When we try to extend these notions to infinite sets, however, problems arise. It turns out to be impossible to define a notion of probability so that every subset is and the familiar rules of probability are satisfied. As an example, consider the probability of picking a real number between $0$ and $1$ at random. If each number is equal likely to be chosen, what is this probability to be? There is no way to assign a probability and to retain the rule that the probability of the union of disjoint events is the sum of the probabilities. So, we have give up something, and it turns out that the useful thing to do is to restrict the rule to a countable number of disjoint events.

It also turns out, though this is much more difficult to show, that it is not possible to consistently assign a probability to every subset of the real numbers in the above example.
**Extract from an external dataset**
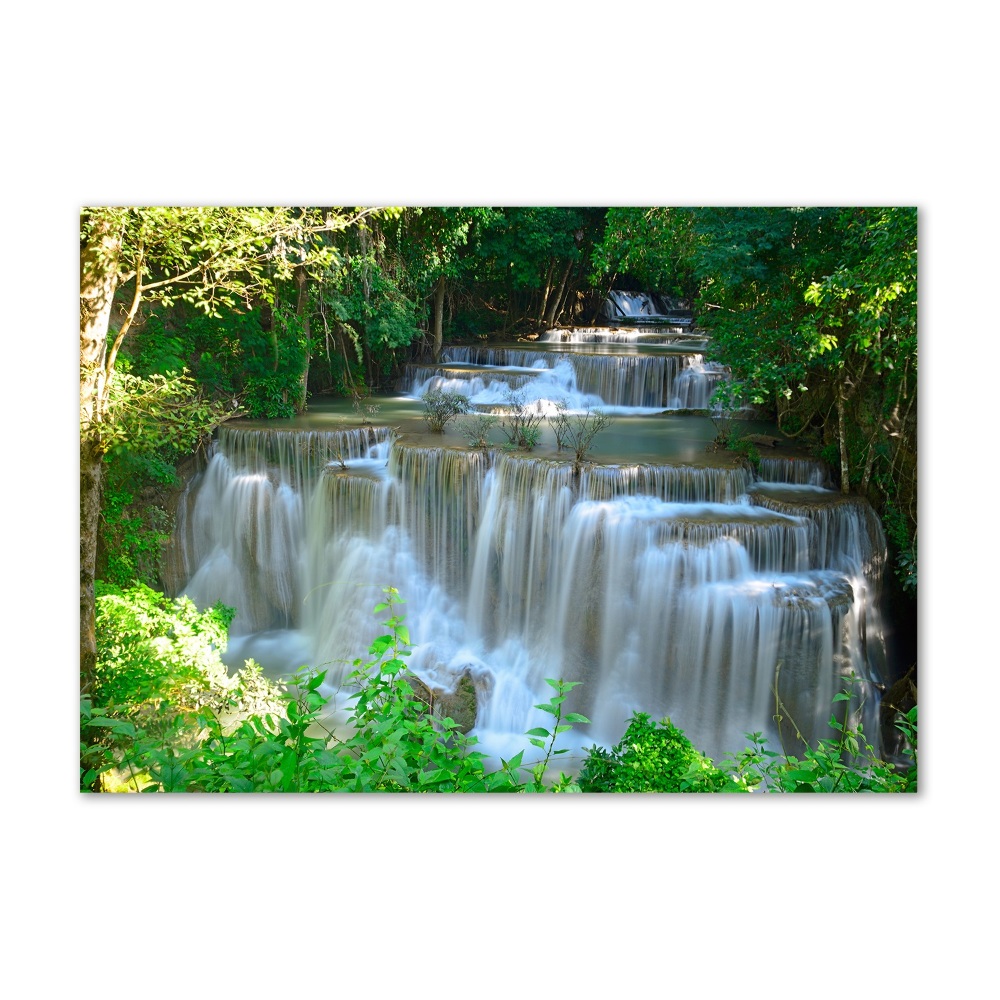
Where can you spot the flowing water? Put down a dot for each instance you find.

This question is intimately related to the definition of the definite integral, and was worked out over a period of about $100$ years, as described in "A Radical Approach to Real Analysis," for example. So we have to restrict the vents to something useful and manageable. $\sigma-$algebras turn out to be just what the doctor ordered.

2
On

The simplistic view is that the $\sigma$-algebra contains those events that we know something about, by virtue of them being the events that we can assign a probability to.
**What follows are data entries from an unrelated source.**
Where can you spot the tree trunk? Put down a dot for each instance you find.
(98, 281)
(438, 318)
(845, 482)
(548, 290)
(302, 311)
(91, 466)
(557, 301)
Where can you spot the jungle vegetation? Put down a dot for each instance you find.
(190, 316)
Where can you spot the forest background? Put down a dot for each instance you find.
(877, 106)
But this analogy really makes more sense when you start talking about multiple $\sigma$-algebras at once (so that we can speak about having more or less information within the same overall context). In the usual situation, these $\sigma$-algebras form a filtration. A "discrete filtration" is a sequence of $\sigma$-algebras $\mathcal{F}_n$ with $\mathcal{F}_n \subset \mathcal{F}_{n+1}$. A "continuous filtration" is a continuum of $\sigma$-algebras $\mathcal{F}_t,t \in [0,T]$, with $\mathcal{F}_t \subset \mathcal{F}_s$ when $t \leq s$. (Neither of these terms are standard, which is why I use the scare quotes.)
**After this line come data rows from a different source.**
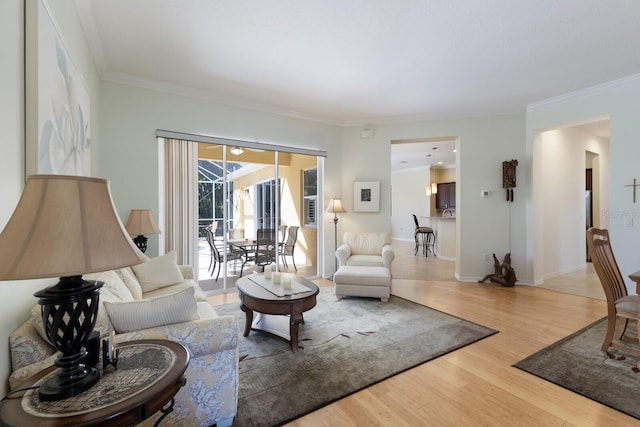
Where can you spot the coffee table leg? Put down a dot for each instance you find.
(249, 319)
(294, 324)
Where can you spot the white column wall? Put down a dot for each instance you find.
(563, 181)
(620, 101)
(408, 197)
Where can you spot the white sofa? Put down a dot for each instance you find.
(365, 249)
(155, 300)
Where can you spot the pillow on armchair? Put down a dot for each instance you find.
(158, 272)
(148, 313)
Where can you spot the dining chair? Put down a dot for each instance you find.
(621, 307)
(423, 236)
(289, 246)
A common way to construct a filtration is by $\mathcal{F}_t=\sigma(X_s : s \leq t)$, i.e. the smallest $\sigma$-algebra such that $X_s$ is measurable for all $s \leq t$. (Or you can do the analogous thing in discrete time.) In this sense $\mathcal{F}_t$ is the information that we could obtain by watching the process run only up to time $t$. Specifically we can know whether any event $A \in \mathcal{F}_t$ occurred (i.e. whether $\omega \in A$) by observing the process up to time $t$. Moreover, for a random variable $Y$ not measurable wrt $\mathcal{F}_t$, the conditional expectation $\mathbb{E}[Y \mid \mathcal{F}_t]$ is our "best guess" for $Y$ given the information we saw up to time $t$, in the sense that our guess is the $\mathcal{F}_t$-measurable random variable closest to $Y$ in $L^2$.

If you have heard this analogy but have not yet started studying stochastic processes, I would just ignore it for now, because it is not really very useful until you get to stochastic processes.

0
On

(Have you ever played the game "20 Questions"?)

Here is one take on the information role played by the $\sigma$-algebra $\mathcal F$ in a probability space $(\Omega,\mathcal F,\Bbb P)$. Suppose that Tyche the goddess of chance picks a point $\omega$ at random from $\Omega$. (So that the probability that $\omega$ is an element of $B$ is $\Bbb P(B)$, for each $B\in\mathcal F$.) Tyche does not reveal her choice to us, but she is willing to answer questions as to the nature of the chosen point. Thus for each $B\in\mathcal F$, she will answer truthfully to the Yes or No question "Is $\omega$ an element of $B$?" These answers, in aggregate, reveal the set $$ A_{\mathcal F}(\omega):=\{\omega'\in\Omega: 1_B(\omega')=1_B(\omega),\forall B\in\mathcal F\}, $$ which embodies the "information content" of $\mathcal F$ concerning Tyche's choice $\omega$. Of course, if $\mathcal G$ is another $\sigma$-algebra, then $\mathcal F\subset\mathcal G$ implies that $A_{\mathcal F}(\omega)\supset A_{\mathcal G}(\omega)$. The $\sigma$-algebra $\mathcal F$ is said to "separate points" provided $A_{\mathcal F}(\omega)=\{\omega\}$ for all $\omega\in\Omega$, the situation of perfect information.